Badalamenti se ha ido a los 85 años en su casa de Lincoln Park, Nueva Jersey. Es hora de renovar el oído con el Floating Into the Night, el legendario álbum de 1989 de Julee Cruise que incluía Falling. Se integró de lleno en lo contemporáneo. Su círculo de amistados contó con David Bowie, Michael Jackson, Paul McCartney, Julee Cruise, Dolores O’Riordan, Anthrax, Dokken o Eli Roth. Sin prisas, el músico conquistó su plaza con serenidad –le concedieron un Grammy entre otras muchas distinciones– convencido de que es inhumano darle valor a una prerrogativa de la fortuna; tuvo una suerte buscada con ahínco en otras cintas junto a Lynch, como Wild At Heart, Lost Highway o Mulholland Drive.
Al acercarse la conclusión de sus tareas artística y vital, Badalamenti intervino en los posteriores trabajos de Lynch, aunque no con la misma fortuna. Lo mejor de esta etapa sea tal vez La ciudad de los niños perdidos (1995), el toque europeo de Lynch. La elaboración de esta partitura le permitió a Badalamenti colaborar con la cantante Marianne Faithful, con quien trabajó en uno de sus álbumes. A mediados de 1996 se trasladó a Praga para componer la banda sonora de Carretera perdida (1997). Y paralelamente compaginó el cine con la música de programas televisivos como Inside the Actor’s Studio y Profiler.

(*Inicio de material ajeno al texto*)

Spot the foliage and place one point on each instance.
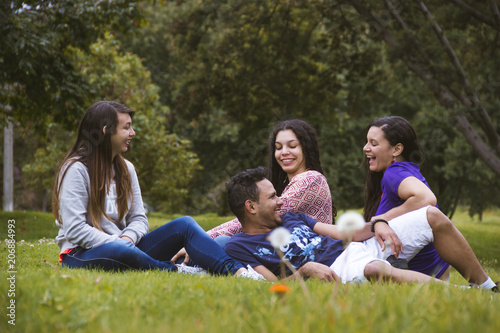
(50, 298)
(36, 74)
(163, 161)
(229, 69)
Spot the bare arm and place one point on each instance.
(383, 234)
(312, 270)
(416, 195)
(333, 231)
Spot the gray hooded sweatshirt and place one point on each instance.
(76, 227)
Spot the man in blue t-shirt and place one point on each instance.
(316, 250)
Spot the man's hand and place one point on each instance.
(180, 254)
(384, 233)
(318, 271)
(127, 238)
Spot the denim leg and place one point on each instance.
(118, 255)
(163, 243)
(222, 240)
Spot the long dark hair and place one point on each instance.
(306, 134)
(396, 130)
(93, 148)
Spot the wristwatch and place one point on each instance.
(372, 225)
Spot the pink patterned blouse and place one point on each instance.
(307, 193)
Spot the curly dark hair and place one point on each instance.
(396, 130)
(306, 134)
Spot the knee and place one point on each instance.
(437, 219)
(376, 270)
(184, 221)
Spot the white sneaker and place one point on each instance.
(185, 269)
(251, 274)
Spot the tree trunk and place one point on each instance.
(8, 167)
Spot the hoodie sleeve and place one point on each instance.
(137, 222)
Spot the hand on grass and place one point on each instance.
(127, 238)
(180, 254)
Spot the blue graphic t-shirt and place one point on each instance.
(304, 246)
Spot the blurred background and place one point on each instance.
(209, 79)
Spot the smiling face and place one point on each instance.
(268, 207)
(120, 140)
(379, 151)
(288, 153)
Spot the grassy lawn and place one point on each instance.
(49, 298)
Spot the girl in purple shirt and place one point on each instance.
(394, 184)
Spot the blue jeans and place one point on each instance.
(155, 250)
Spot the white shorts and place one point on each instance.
(413, 230)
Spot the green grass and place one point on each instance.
(52, 299)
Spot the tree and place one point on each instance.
(246, 65)
(466, 89)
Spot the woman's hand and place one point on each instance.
(180, 254)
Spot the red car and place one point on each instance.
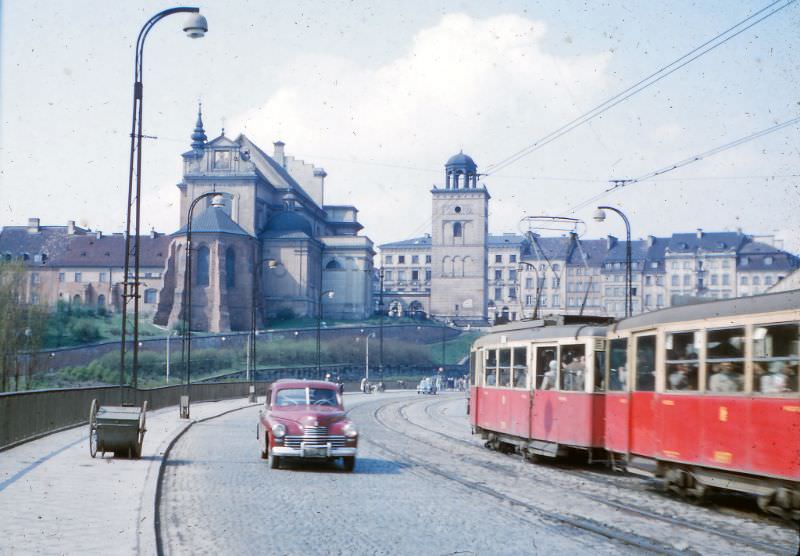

Hijo de un palermitano dueño de una pescadería, Badalamenti, nacido en Brooklyn (Nueva York) en 1937; empezó con el piano en los ocho años y de adolescente, gracias a su talento, trabajaba en conjuntos durante las vacaciones escolares. Se formó inicialmente en la Eastman School of Music de la Universidad de Rochester, y completó su sólida formación en la Manhattan School of Music, donde obtuvo un máster. En los primeros años de su larga carrera compuso bandas sonoras -Gordon’s War, o Law and Disorder en los setenta- y muy pronto musicó a interpretes como Nina Simone.
A Badalamenti lo ha sostenido la música; la palabra exacta intercalada entre corches le servía para helar la sangre al espectador; cuando los actores recitaban, su música le parecía escrita por otro. Infirió un aire espectral a sus bandas -los mezcladores jugaron lo suyo- pensando como un algebraico y sintiendo como un impresionista. No teorizó; se aferró a lo contemporáneo con una pasión desmedida. Destrozó las sinfonías y las sonatas, porque no se estudia lo que se hace; se estudia para hacer libremente. Se mantuvo fiel a Barnet Newman: “La musicología es para el músico lo que la ornitología es para los pájaros”.